Asteroid Institute Publishes New Asteroid Deflection Research
Dr. Sarah Greenstreet’s research collaboration with DIRAC Institute at the University of Washington is published in the journal Icarus.
In 2018, B612 launched the Asteroid Institute Research Fellows program in partnership with the DIRAC Institute at the University of Washington. In the two years since launching the program, we have hired emerging scientists in the field and have published several papers in scientific journals highlighting new and groundbreaking asteroid science and research.
Just this month, Dr. Sarah Greenstreet’s paper “Required deflection impulses as a function of time before impact for Earth-impacting asteroids” passed the final peer-review evaluation and was published in the journal Icarus. This research looks at (synthetic or “fake”) asteroids on an impact trajectory and how the amount of time prior to impact a deflection can drastically change the amount of deflection impulse required. In this study, we use the precision cloud-based asteroid orbit propagation and targeting capabilities of our Asteroid Decision Analysis and Mapping (ADAM) platform to investigate the distribution of deflection required to divert asteroids on Earth-impacting trajectories (Chesley and Spahr, 2004) as a function of time prior to impact for 10,000 synthetic impacting asteroids. This research is important as we prepare for a significant increase in asteroid data in the next few years and will inevitably one day need to come together as a global community in an Earth-impacting asteroid deflection mission.
The Asteroid Institute is a program of B612 and is designed to be an international center of excellence for scientific collaboration on the discovery and deflection of asteroids as well as an incubator for new technologies. In addition to ADAM, current major projects within the Institute also include the use of synthetic tracking as a means of increasing the rate of asteroid discovery. A key focus of the Institute is the creation of a dynamic map of the inner solar system.
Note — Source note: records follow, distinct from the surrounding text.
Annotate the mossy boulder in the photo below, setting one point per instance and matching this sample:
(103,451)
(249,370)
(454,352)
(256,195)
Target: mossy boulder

The map will be a critical resource for planetary defense while contributing to our understanding of the origins of our Solar System and future space exploration.
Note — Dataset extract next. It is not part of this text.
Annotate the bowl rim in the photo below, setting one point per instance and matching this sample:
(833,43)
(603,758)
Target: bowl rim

The launch and sustainability of the Asteroid Institute Research Fellows program are only possible through our global community of donors.
About the Image (right):
Stacked distributions of required deflection delta-v for 10, 20, 30, 40, and 50 years before impact. Impactors that experience planetary close approaches within 1 Hill sphere radius of a planet (a distance from a planet where it’s gravitational pull is stronger than the Sun’s) in the 10 years leading up to impact are shown in green, those with planetary close encounters within 1–5 Hill sphere radii of a planet are shown in orange, and those that do not experience any close encounters are shown in blue. The vertical lines on the right and left mark the median and order-of-magnitude-below-the-median delta-v values, respectively.
ABOUT DR. SARAH GREENSTREET
Sarah is a B612 Asteroid Institute senior researcher. Her research interests revolve around orbital dynamics problems in the Solar System. This includes studying main-belt asteroid resonances, resonant mechanisms that create asteroids on retrograde orbits, co-orbital Solar System objects, impact, and crater formation rates, near-Earth object population modeling, and Earth impact probabilities and hazard mitigation. She has also used observations for near-Earth object follow-up and characterization and confirming that predicted asteroids undergo the Yarkovsky effect. She received her Ph.D. in 2015 from the University of British Columbia.